Kelimelerin eriyip de içimize dolduğu şu günlerde
Göz gözü, can cananı tanımaz oluyor.
Beyinlerimizin içini kemirirken tüm sebeplerin yanıt alamamış soruları,
Ağlarken boğulmuyorsan mazlumların o sessiz çığlıklarında,
Yıkmıyorsan kapıları, haykırmıyorsan insanlığı kalmamış sözde, gözde ve sadece bir bedenden ibaret siluetlerine;
Eller yanar, göz kör olur, ruh taş bağlar.
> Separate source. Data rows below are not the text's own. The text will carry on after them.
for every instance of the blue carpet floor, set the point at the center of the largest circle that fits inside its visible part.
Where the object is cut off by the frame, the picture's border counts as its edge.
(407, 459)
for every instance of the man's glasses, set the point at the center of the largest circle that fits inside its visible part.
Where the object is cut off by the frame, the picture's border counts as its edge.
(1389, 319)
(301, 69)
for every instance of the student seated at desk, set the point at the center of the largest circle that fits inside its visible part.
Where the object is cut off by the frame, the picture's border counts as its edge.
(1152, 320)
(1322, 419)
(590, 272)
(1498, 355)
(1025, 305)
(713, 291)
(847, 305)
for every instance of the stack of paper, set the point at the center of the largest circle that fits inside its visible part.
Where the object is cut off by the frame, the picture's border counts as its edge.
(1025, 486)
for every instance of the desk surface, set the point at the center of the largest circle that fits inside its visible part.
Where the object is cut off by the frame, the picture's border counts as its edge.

Sen bırakmadıkça o sıkılan yumruğu,
Kulaklar sağır olur dünyanın en güzel sesini dinlemeye.
Akrep yelkovanı kovalamıyor.
Vakitler öldü.
Kocaman bir dağ gibi titreyen anneler gibi.
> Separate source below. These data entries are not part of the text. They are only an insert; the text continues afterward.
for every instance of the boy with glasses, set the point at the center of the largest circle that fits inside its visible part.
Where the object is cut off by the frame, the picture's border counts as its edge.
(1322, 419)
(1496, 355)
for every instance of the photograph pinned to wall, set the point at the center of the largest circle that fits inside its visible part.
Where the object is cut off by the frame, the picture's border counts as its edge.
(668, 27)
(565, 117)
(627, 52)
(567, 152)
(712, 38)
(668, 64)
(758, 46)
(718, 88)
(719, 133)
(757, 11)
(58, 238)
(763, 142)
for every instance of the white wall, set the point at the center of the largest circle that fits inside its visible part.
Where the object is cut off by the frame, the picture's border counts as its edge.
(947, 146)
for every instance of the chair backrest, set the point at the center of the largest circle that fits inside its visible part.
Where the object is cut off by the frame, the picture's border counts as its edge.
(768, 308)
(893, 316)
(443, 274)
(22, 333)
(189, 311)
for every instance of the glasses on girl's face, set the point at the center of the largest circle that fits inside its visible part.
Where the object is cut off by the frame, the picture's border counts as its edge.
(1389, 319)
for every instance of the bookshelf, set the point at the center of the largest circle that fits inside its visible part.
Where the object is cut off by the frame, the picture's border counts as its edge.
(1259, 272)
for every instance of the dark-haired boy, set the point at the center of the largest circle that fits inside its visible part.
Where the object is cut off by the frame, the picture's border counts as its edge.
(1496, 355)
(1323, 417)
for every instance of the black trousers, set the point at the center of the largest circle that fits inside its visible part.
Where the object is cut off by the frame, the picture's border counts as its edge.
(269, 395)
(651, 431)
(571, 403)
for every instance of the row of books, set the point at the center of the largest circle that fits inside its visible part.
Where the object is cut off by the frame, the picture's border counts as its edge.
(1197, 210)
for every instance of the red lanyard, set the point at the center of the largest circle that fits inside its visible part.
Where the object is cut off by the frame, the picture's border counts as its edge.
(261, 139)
İlmek ilmek işlenen kardeşliğin gözüne perde indi.
Karanlıklar doğuyor üzerimize güneş gibi.
Gündüzleri yitirdik gecelerin çığlıkları için.
O nefret kusan üveyler gibi.
Su akar yolunu bulur demeyesin,
Sular akmıyor artık.
Senden çıkarken bu ruh,
Kara kara yaşlar dökmesin.
Deyiniz kardeşlerim,
Sizinleyiz.
Kitaplarınızla, kalemlerinizle, annelerinizle, çocuklarınızla ve kardeşlerinizleyiz.
Benden ve senden bir yol olur.
Gel, bu su oradan aksın.
Ben ve sen oldukça bu yol,
Bu yol dağlanır, güneşlenir ve sular rahmet olur.
Gel de bir kalem olalım,
Sırtlayalım şu kimsesizliğin sesini.